The education ministry had formed a committee to inspect books in the libraries of schools previously run by the Brotherhood, she said, and the Fadl School was the first  in Egypt to be inspected. The committee found the 73 books, after the school’s former Muslim Brotherhood owners had added them to its library, she claimed. 

"We informed the security authorities, and they told us to burn the books," she said.

She added that the books had a "Rabaa sign" on their cover, referring to the four-finger symbol used by Brotherhood supporters in memory of the violent dispersal in August 2013 of a sit-in in support of ousted Brotherhood President Mohamed Morsi in Cairo's Rabaa El-Adawiya Square. 

Egypt’s security forces consider the symbol to be inciting against the army and the police.

"The books had covers and titles of other books that were unrelated to their actual content,” Kishk said. “The actual books promoted violence, radicalism and Muslim Brotherhood thoughts."

School publishes list of burnt books

The Fadl School's administration apologised to students and their parents for the incident in a statement published on its official Facebook page, insisting that the school had never promoted any political agenda or tried to spread violence. 

The school also published a list of the titles of the 73 burnt books. 

Among them was a translated version of J. Christopher Herold’s Bonaparte in Egypt, and Abd El-Razzak El-Sanhuri’s book The Foundation of Governance in Islam.

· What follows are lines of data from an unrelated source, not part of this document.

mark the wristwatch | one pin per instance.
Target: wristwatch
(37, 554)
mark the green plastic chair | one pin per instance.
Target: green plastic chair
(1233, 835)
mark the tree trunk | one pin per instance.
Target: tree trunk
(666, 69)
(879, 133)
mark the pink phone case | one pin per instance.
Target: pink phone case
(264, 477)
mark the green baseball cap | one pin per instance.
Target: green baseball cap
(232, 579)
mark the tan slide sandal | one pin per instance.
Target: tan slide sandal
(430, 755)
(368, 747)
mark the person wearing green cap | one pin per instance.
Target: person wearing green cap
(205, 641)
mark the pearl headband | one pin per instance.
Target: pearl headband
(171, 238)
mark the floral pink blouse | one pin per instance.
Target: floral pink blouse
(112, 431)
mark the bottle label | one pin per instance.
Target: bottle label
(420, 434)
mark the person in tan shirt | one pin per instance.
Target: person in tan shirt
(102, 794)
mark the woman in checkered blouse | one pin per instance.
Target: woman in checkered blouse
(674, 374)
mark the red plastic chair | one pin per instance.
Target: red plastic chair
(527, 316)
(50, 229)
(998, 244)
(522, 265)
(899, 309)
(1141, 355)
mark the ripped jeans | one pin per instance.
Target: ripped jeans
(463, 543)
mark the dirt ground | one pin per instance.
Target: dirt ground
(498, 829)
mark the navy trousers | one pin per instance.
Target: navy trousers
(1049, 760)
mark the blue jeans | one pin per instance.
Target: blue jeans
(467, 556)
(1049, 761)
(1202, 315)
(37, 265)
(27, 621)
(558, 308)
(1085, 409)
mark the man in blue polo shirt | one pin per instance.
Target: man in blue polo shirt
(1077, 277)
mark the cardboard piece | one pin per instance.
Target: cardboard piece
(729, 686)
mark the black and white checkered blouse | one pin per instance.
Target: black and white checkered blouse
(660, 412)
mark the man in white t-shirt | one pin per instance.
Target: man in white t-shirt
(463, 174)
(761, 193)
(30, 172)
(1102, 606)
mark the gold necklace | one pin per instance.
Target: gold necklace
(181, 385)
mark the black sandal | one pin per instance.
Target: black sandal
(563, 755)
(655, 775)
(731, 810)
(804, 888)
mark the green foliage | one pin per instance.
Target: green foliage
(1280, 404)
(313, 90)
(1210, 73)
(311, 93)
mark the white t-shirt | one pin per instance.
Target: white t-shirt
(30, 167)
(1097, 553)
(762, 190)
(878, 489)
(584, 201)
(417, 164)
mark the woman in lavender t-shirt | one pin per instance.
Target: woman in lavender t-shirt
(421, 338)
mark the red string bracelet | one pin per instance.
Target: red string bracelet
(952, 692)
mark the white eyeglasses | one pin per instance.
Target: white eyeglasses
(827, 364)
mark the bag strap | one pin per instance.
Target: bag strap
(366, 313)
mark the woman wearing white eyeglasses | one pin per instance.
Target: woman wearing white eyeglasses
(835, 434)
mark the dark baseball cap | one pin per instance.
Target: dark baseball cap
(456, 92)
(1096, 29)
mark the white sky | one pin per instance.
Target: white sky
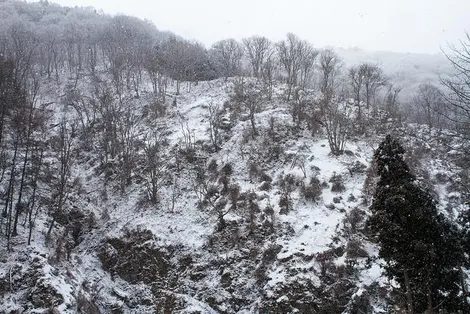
(392, 25)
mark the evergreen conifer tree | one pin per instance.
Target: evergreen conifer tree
(421, 248)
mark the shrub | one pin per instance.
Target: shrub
(212, 167)
(227, 169)
(354, 249)
(337, 184)
(313, 190)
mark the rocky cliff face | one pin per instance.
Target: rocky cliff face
(267, 224)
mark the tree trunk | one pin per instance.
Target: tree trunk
(409, 296)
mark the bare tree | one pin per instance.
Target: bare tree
(290, 57)
(258, 49)
(430, 104)
(329, 70)
(214, 126)
(154, 170)
(227, 54)
(267, 72)
(458, 85)
(63, 144)
(251, 98)
(336, 123)
(373, 79)
(356, 81)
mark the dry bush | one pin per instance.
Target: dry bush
(312, 191)
(337, 183)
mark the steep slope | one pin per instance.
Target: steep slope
(267, 224)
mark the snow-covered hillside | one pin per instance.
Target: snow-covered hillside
(406, 70)
(293, 214)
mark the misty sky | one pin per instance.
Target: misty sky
(392, 25)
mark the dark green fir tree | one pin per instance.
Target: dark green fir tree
(422, 250)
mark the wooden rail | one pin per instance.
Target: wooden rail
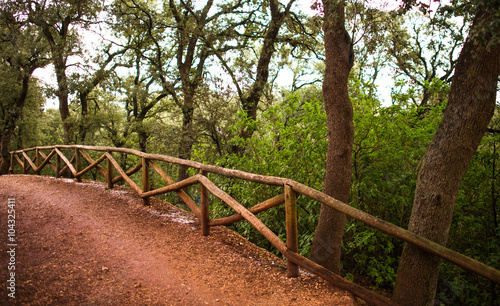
(288, 197)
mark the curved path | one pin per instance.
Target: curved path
(80, 244)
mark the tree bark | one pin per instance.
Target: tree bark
(10, 126)
(470, 107)
(326, 248)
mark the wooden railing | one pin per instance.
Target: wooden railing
(290, 191)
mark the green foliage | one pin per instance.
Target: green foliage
(274, 150)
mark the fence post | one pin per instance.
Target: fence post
(58, 166)
(24, 165)
(292, 241)
(12, 163)
(146, 183)
(78, 164)
(109, 174)
(205, 229)
(37, 161)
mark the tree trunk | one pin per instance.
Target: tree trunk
(186, 142)
(62, 94)
(470, 107)
(326, 246)
(10, 126)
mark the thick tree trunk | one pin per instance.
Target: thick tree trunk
(470, 107)
(326, 248)
(10, 126)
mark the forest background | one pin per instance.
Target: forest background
(238, 84)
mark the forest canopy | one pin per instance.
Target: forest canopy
(239, 84)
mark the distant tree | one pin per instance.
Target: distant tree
(21, 53)
(424, 52)
(59, 22)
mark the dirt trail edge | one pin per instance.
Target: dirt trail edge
(80, 244)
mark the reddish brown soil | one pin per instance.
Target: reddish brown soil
(80, 244)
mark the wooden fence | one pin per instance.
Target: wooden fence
(290, 191)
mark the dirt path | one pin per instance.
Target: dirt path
(80, 244)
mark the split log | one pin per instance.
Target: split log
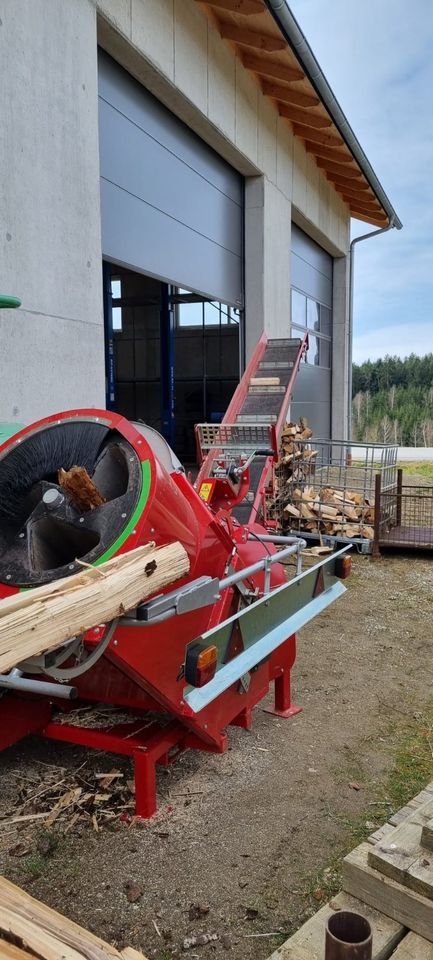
(42, 932)
(80, 489)
(43, 618)
(291, 511)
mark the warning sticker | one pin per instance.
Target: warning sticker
(205, 491)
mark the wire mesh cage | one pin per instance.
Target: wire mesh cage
(405, 514)
(326, 487)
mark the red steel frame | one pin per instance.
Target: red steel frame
(133, 672)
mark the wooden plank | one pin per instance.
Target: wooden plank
(309, 941)
(252, 38)
(307, 133)
(43, 618)
(389, 897)
(329, 153)
(48, 934)
(401, 856)
(9, 952)
(289, 95)
(310, 119)
(413, 947)
(366, 211)
(427, 835)
(370, 206)
(245, 7)
(271, 68)
(352, 173)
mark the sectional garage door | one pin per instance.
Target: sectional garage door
(170, 206)
(312, 310)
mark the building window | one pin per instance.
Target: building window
(116, 309)
(193, 312)
(308, 314)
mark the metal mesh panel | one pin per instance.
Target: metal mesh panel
(240, 437)
(406, 517)
(321, 465)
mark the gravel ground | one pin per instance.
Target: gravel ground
(243, 834)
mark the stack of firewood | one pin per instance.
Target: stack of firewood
(303, 502)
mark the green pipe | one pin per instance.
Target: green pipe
(6, 301)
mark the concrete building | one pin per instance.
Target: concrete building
(176, 177)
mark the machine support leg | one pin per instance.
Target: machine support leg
(244, 719)
(283, 702)
(145, 784)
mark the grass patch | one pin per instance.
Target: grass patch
(410, 744)
(35, 865)
(419, 469)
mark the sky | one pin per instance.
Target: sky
(377, 56)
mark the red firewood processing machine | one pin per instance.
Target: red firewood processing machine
(198, 657)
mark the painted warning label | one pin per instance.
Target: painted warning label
(205, 491)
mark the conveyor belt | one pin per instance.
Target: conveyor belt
(268, 404)
(256, 407)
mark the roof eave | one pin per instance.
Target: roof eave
(298, 43)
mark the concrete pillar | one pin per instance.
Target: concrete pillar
(267, 261)
(340, 349)
(52, 349)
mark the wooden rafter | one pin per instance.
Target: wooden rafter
(329, 153)
(246, 8)
(288, 94)
(341, 181)
(371, 205)
(307, 133)
(353, 194)
(351, 173)
(279, 76)
(251, 38)
(271, 68)
(362, 214)
(297, 115)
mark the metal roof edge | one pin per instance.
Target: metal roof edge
(302, 50)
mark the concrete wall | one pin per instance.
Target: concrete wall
(174, 50)
(51, 349)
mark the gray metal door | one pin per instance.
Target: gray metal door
(170, 206)
(311, 309)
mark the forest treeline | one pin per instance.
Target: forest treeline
(393, 401)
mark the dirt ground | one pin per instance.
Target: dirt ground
(247, 833)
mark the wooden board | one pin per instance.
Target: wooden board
(402, 857)
(47, 934)
(400, 903)
(42, 618)
(308, 943)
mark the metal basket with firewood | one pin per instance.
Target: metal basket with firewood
(325, 488)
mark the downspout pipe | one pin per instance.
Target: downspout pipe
(296, 40)
(364, 236)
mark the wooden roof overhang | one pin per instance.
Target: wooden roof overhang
(250, 29)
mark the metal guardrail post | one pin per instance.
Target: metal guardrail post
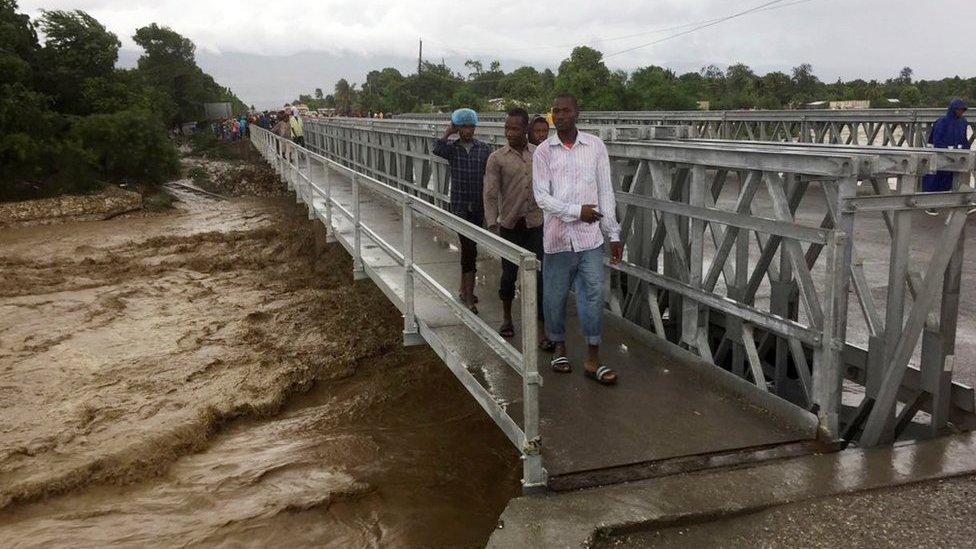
(358, 272)
(327, 181)
(310, 189)
(533, 474)
(411, 333)
(829, 377)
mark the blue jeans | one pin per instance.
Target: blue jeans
(582, 271)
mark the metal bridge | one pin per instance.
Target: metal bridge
(882, 127)
(729, 318)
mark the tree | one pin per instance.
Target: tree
(18, 44)
(76, 48)
(656, 88)
(775, 89)
(585, 75)
(168, 63)
(905, 75)
(435, 84)
(806, 86)
(344, 96)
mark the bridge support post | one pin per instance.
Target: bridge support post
(828, 359)
(533, 474)
(309, 189)
(358, 272)
(411, 333)
(327, 181)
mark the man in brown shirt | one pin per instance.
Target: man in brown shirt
(511, 211)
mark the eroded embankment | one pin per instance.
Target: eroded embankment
(119, 356)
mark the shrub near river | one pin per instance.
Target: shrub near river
(71, 122)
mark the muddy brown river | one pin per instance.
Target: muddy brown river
(211, 377)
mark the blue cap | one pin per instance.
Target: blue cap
(464, 117)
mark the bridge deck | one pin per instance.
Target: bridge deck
(667, 404)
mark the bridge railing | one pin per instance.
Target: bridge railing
(300, 166)
(746, 252)
(880, 127)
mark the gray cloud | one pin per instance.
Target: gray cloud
(270, 52)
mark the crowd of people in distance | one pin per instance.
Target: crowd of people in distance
(232, 129)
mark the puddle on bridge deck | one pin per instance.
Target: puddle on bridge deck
(129, 346)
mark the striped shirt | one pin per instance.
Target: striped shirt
(563, 179)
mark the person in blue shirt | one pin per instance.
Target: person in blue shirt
(948, 132)
(467, 158)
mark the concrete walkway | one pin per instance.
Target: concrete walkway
(668, 404)
(586, 517)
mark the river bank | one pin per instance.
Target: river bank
(204, 377)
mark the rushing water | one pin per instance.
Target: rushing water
(200, 378)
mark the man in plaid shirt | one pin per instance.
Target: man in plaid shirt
(467, 157)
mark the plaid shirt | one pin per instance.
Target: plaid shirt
(467, 172)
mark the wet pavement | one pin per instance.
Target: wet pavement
(667, 404)
(602, 515)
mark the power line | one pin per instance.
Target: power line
(697, 28)
(770, 7)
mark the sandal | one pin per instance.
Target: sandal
(602, 375)
(561, 365)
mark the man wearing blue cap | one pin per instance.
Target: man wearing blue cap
(948, 132)
(467, 158)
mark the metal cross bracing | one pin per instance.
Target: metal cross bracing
(881, 127)
(316, 182)
(745, 252)
(366, 216)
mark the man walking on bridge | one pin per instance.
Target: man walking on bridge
(948, 132)
(512, 213)
(571, 180)
(467, 158)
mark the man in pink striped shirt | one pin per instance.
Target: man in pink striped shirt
(571, 183)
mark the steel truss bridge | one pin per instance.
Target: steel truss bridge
(774, 299)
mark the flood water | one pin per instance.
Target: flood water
(205, 377)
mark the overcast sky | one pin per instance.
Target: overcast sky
(268, 51)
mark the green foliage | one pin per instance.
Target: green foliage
(76, 48)
(168, 64)
(129, 145)
(586, 76)
(71, 122)
(584, 73)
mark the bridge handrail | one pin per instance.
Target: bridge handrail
(680, 179)
(287, 157)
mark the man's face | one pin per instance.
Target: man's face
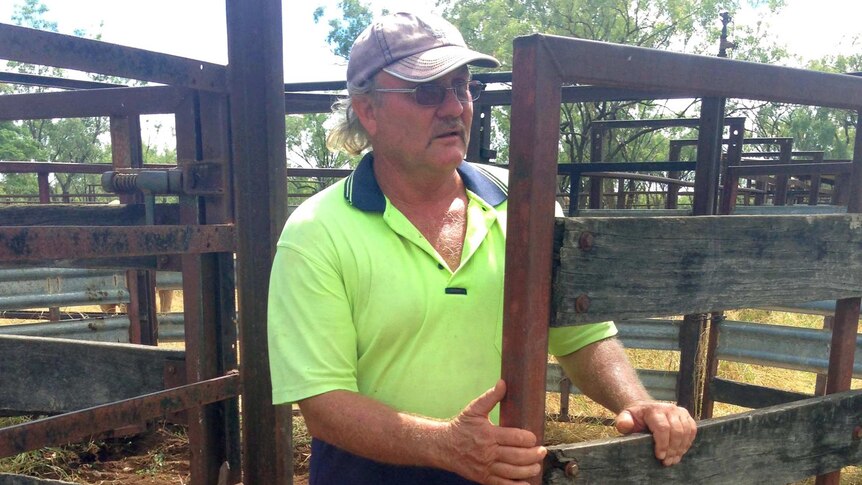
(414, 137)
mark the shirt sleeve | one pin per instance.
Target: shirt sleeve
(312, 339)
(565, 340)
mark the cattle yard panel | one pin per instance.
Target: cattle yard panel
(542, 64)
(208, 110)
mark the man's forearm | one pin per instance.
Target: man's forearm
(468, 444)
(602, 371)
(368, 428)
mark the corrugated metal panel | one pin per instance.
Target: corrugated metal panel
(23, 288)
(110, 329)
(45, 287)
(660, 384)
(652, 334)
(779, 346)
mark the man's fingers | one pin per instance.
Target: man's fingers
(515, 472)
(521, 456)
(514, 437)
(625, 422)
(676, 438)
(660, 427)
(482, 405)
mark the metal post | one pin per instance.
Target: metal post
(597, 141)
(672, 200)
(693, 328)
(532, 179)
(781, 181)
(260, 180)
(846, 322)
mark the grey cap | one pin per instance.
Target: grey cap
(411, 48)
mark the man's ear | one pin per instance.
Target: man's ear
(365, 110)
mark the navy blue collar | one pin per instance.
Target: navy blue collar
(362, 191)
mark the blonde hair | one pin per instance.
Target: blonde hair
(347, 133)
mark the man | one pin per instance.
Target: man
(386, 290)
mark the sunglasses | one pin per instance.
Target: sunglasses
(435, 94)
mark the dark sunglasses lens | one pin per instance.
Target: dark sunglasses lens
(476, 88)
(430, 94)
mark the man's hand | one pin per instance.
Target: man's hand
(673, 429)
(490, 454)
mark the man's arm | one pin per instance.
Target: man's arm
(603, 372)
(469, 444)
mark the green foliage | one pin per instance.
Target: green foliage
(355, 17)
(16, 144)
(74, 140)
(305, 137)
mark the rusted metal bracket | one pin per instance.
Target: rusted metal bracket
(202, 177)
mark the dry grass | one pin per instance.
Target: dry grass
(61, 462)
(582, 409)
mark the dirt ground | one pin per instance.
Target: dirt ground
(158, 457)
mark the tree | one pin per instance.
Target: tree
(305, 137)
(67, 140)
(355, 16)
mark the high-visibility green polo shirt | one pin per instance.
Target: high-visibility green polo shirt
(360, 301)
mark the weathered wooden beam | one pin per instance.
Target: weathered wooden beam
(97, 102)
(70, 427)
(779, 444)
(700, 264)
(28, 243)
(71, 52)
(42, 375)
(74, 215)
(750, 396)
(615, 65)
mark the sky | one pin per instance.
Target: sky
(196, 28)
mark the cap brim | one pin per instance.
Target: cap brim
(434, 63)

Sanhuri is known as the "father of the Egyptian constitution", and was among the earliest lawmakers in the Arab world to attempt to modernise Islamic Sharia. 

Also burned were the late Sheikh Ali Abdel Raziq's book titled Islam and the Foundations of Governance, which argues that the idea of a caliphate is not supported by Islamic Sharia, the Prophet Mohammed's Sunna, and former Grand Imam of Al Azhar Sheikh Abdel Halim Mahmoud's book The Reform Discourse in Islam, about the modernisation of Islamic discourse. 

The titles of books covering politics, the war in Bosnia, the dangers of drugs published by the Egypt’s National Council for Combating Drug Addiction were also on the list of incinerated books.

Many social media users have condemned the incident online.

Award-winning Egyptian novelist and author Ibrahim Abdel Magid slammed the education ministry for burning the books on his official Twitter account. 

"Bonaparte in Egypt is the best European books about the French expedition to Egypt, as it takes Egypt and the Egyptians' side,” Abdel Magid tweeted on Monday, “but who at the education ministry would understand that?"